HARTFORD, Conn. (AP) — A special legislative committee must decide on Tuesday whether to approve proposed regulations that spell out the details of Connecticut's medical marijuana program.
The General Assembly's Regulation Review Committee is scheduled to vote on the wide-ranging regulations, which include the quantity of active ingredients in a product, background checks for caregivers of patients and other rules.
Lawmakers passed legislation in 2012 that created the medical marijuana program. Gov. Dannel P. Malloy then signed it into law.

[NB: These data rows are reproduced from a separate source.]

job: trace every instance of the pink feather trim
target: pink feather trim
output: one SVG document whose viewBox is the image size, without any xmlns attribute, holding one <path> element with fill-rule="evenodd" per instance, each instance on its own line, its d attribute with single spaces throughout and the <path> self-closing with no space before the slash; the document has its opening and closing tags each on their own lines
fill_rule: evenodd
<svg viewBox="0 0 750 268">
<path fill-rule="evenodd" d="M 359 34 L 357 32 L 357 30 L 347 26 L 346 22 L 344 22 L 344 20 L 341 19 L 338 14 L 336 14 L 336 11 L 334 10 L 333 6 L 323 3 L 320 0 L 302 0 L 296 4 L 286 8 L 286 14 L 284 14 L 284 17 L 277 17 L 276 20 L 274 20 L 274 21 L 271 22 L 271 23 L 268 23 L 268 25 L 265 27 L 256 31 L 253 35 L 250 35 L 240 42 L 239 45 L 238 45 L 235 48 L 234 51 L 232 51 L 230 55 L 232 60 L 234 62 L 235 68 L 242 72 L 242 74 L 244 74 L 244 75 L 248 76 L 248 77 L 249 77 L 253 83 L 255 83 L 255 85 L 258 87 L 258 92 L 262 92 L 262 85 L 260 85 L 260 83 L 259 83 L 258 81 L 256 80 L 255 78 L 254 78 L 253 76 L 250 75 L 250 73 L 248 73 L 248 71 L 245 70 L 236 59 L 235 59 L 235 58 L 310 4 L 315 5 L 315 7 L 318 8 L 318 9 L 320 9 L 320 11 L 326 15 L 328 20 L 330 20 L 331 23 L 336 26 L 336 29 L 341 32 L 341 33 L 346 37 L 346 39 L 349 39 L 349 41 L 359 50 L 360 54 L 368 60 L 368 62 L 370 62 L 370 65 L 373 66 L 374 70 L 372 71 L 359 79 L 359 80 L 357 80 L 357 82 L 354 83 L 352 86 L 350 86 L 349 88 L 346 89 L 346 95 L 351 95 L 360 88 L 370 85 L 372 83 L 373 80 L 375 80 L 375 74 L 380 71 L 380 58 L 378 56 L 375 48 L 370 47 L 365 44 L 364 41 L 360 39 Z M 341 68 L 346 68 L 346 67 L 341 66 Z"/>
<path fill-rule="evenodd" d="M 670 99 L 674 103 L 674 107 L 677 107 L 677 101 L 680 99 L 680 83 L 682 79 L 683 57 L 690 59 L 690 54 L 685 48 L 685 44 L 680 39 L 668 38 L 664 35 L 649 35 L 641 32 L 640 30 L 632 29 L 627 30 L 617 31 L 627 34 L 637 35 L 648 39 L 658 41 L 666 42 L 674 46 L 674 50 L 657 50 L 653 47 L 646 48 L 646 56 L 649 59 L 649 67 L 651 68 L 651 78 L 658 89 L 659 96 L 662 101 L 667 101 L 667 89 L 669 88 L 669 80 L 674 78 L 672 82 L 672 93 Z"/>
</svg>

After first recommending that the committee reject the regulations, legislative attorneys are now recommending that lawmakers approve the rules on Tuesday after reviewing revisions by the state Department of Consumer Protection. The Legislative Commissioner's Office also cited 118 technical corrections that are needed.
Some members, however, still have concerns about approving regulations for an industry that violates federal drug laws and whether lawmakers, state employees who regulate the system, marijuana growers and distributors could be liable.
Rep. Selim Noujaim, R-Waterbury, the committee's co-chairman, said he plans to pose questions about the federal liability and other issues to representatives from the attorney general's Office during Tuesday morning's scheduled meeting at the Legislative Office Building in Hartford.
While Noujaim did not vote for the 2012 bill that created the medical marijuana system, he said he understands that he has a different role as a member of the Regulation Review Committee. Noujaim and his fellow members are charged with making sure the regulations match the intent of the law and are sound.
"I am very cognizant that I have two different roles right now," he said.
Unlike most legislative committees, the 14-member Regulation Review Committee is evenly divided between Democrats and Republicans. Half had voted against the original bill.